The beauty industry is adopting DNA route now after a study from retail market research group Canadean, which concluded that as high as 45 per cent UK adults are willing to pay for skincare created in a laboratory and developed for their customized needs while 54 per cent said they would provide blood, skin or hair samples to help develop tailor-made products.
There are, however, cost factors. First, the customers would be billed for DNA tests, up to $ 600 besides general health scan to complete the genetic make-up. The cost of customized formulations will be additional. Second, beauty experts feel that ultimately with the new DNA-based technology also, the basic formulations will remain more or less the same, viz., retinol, vitamin C combined with other existing skincare ingredients.

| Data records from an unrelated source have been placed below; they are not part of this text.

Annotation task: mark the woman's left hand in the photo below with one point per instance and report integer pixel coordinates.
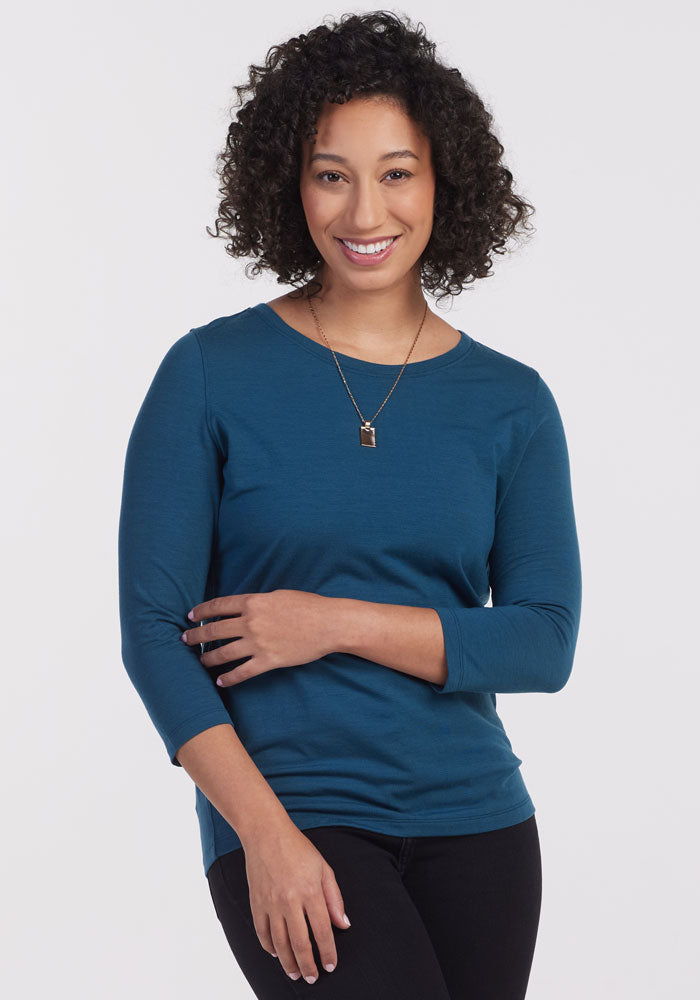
(278, 628)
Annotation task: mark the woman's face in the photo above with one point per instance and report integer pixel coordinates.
(367, 177)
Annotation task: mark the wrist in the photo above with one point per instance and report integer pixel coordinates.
(342, 624)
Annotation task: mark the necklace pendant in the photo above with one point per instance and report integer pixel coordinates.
(367, 435)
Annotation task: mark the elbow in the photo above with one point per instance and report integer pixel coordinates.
(559, 674)
(562, 650)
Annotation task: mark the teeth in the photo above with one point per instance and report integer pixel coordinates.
(368, 247)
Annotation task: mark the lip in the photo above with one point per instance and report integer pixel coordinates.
(367, 260)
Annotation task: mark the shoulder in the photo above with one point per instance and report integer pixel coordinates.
(505, 374)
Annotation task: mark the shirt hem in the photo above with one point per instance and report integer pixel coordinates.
(454, 825)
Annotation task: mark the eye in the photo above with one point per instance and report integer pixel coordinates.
(334, 173)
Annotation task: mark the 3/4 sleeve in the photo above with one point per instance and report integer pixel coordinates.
(167, 528)
(526, 641)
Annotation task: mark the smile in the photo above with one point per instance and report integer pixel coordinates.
(371, 253)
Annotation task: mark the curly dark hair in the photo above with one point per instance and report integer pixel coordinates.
(476, 210)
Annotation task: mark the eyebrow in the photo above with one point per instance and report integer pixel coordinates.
(394, 154)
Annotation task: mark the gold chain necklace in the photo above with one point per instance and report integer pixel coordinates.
(367, 432)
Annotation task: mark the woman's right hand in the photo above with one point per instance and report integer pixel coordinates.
(289, 879)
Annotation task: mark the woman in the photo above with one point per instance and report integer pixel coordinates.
(333, 482)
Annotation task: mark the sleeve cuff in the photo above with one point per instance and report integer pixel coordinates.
(453, 652)
(189, 728)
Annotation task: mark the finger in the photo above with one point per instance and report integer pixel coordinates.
(298, 931)
(226, 628)
(239, 674)
(228, 605)
(334, 898)
(282, 945)
(319, 918)
(262, 929)
(237, 649)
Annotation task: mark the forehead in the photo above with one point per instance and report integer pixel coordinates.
(365, 127)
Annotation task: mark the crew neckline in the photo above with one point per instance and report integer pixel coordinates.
(413, 368)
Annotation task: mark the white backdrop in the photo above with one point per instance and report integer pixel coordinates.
(113, 113)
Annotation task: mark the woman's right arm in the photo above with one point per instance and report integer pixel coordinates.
(287, 875)
(167, 532)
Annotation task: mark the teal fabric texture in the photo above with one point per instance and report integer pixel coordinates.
(244, 473)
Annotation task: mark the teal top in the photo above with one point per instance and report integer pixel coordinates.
(244, 473)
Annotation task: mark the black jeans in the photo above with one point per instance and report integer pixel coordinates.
(432, 918)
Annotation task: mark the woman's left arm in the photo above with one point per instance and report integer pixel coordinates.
(526, 641)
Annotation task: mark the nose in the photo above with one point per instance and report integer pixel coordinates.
(365, 209)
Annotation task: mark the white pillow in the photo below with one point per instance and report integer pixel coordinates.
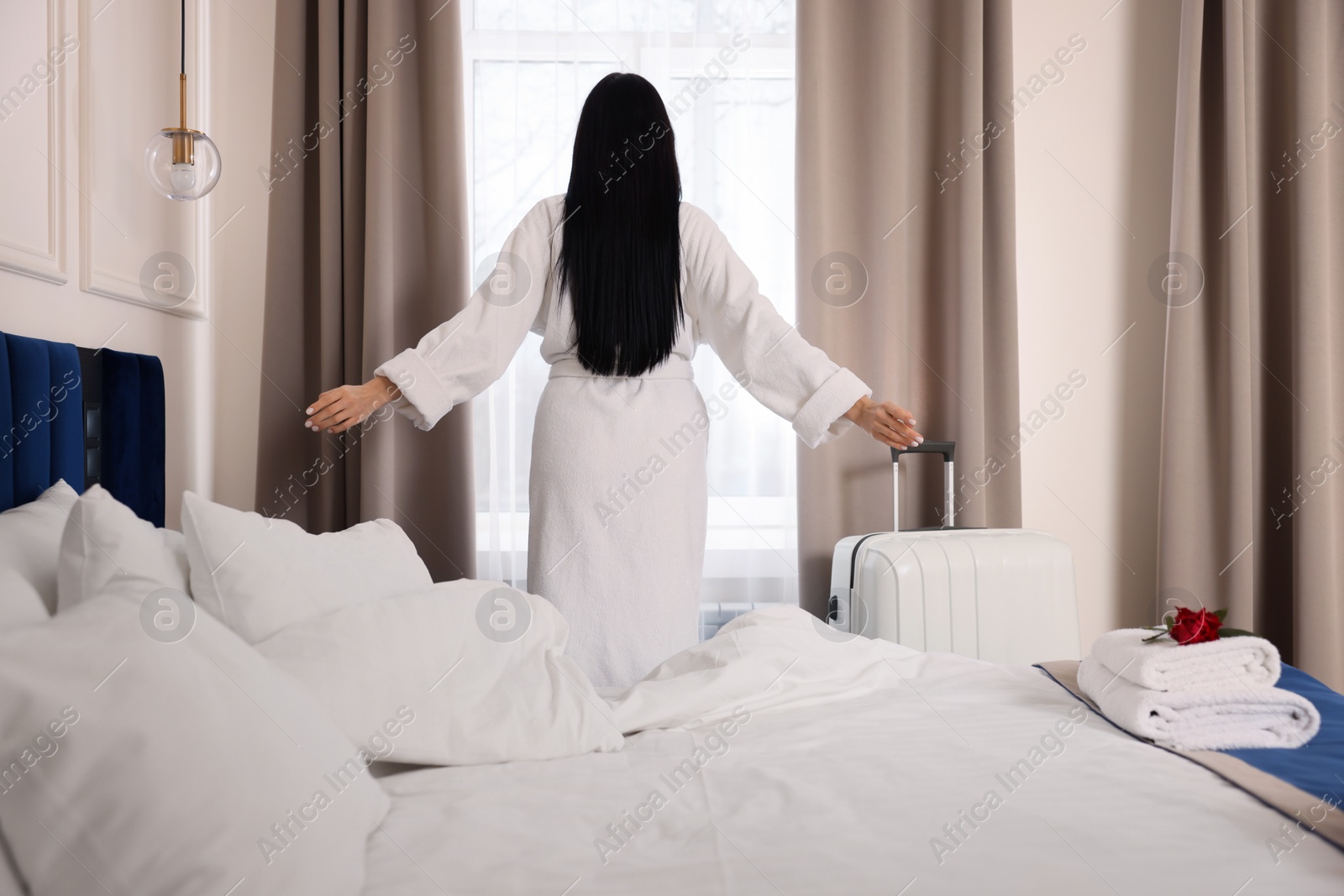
(260, 574)
(476, 698)
(30, 540)
(165, 768)
(109, 550)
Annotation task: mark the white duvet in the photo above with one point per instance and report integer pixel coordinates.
(774, 759)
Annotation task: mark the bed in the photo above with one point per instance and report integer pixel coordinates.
(779, 757)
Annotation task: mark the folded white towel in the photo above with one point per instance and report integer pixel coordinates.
(1234, 718)
(1166, 665)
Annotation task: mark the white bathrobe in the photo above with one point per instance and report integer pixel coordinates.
(618, 490)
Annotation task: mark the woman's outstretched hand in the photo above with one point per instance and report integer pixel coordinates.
(346, 406)
(886, 422)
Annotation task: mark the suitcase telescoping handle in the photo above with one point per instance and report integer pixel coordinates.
(947, 449)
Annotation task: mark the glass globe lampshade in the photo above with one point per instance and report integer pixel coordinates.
(181, 164)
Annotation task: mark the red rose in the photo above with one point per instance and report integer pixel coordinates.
(1195, 626)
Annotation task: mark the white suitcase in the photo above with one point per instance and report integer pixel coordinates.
(1005, 595)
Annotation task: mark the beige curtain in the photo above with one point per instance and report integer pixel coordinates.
(906, 194)
(366, 253)
(1252, 503)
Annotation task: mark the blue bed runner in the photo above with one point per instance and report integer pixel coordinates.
(1304, 783)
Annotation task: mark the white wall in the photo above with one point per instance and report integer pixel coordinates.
(78, 219)
(1095, 160)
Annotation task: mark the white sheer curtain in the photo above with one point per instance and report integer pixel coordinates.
(530, 66)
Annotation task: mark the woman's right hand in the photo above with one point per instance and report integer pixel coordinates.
(886, 422)
(346, 406)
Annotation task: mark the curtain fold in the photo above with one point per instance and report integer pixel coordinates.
(366, 253)
(906, 255)
(1252, 506)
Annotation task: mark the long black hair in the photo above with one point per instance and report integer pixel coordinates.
(622, 253)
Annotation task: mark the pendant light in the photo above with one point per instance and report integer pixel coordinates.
(181, 163)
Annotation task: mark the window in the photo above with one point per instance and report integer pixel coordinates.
(530, 65)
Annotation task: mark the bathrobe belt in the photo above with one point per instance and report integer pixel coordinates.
(674, 369)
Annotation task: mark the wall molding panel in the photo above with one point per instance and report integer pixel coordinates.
(35, 168)
(129, 237)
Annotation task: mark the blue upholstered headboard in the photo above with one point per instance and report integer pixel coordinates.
(81, 416)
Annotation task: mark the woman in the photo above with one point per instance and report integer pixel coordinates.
(622, 281)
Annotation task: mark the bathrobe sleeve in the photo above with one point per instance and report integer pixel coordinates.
(460, 359)
(765, 354)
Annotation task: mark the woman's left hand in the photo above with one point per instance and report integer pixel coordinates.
(886, 422)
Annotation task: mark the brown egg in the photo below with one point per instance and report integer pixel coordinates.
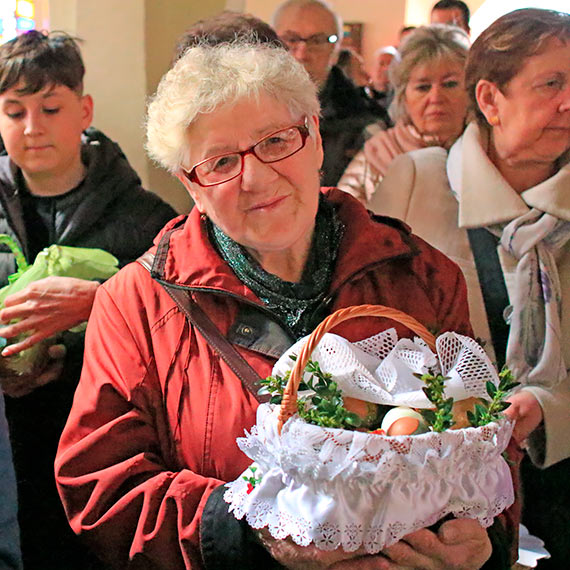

For some of these companies, DNA testing is less an exciting marketplace opportunity and more an evangelical crusade. The customers need to have ownership of their own information, they need to be pro-active, and be the one taking charge. Making personal genetic information broadly available would pose many more questions and dilemmas, like advance signals of any other disease, or new health risks.
Therefore, the DNA route for innovative skin care formulations might not be a win-win outcome for the customers. It might divert them from their skin care needs to general health issues which should be dealt with more comprehensively with the help of health specialists, and not with the help of beauty experts.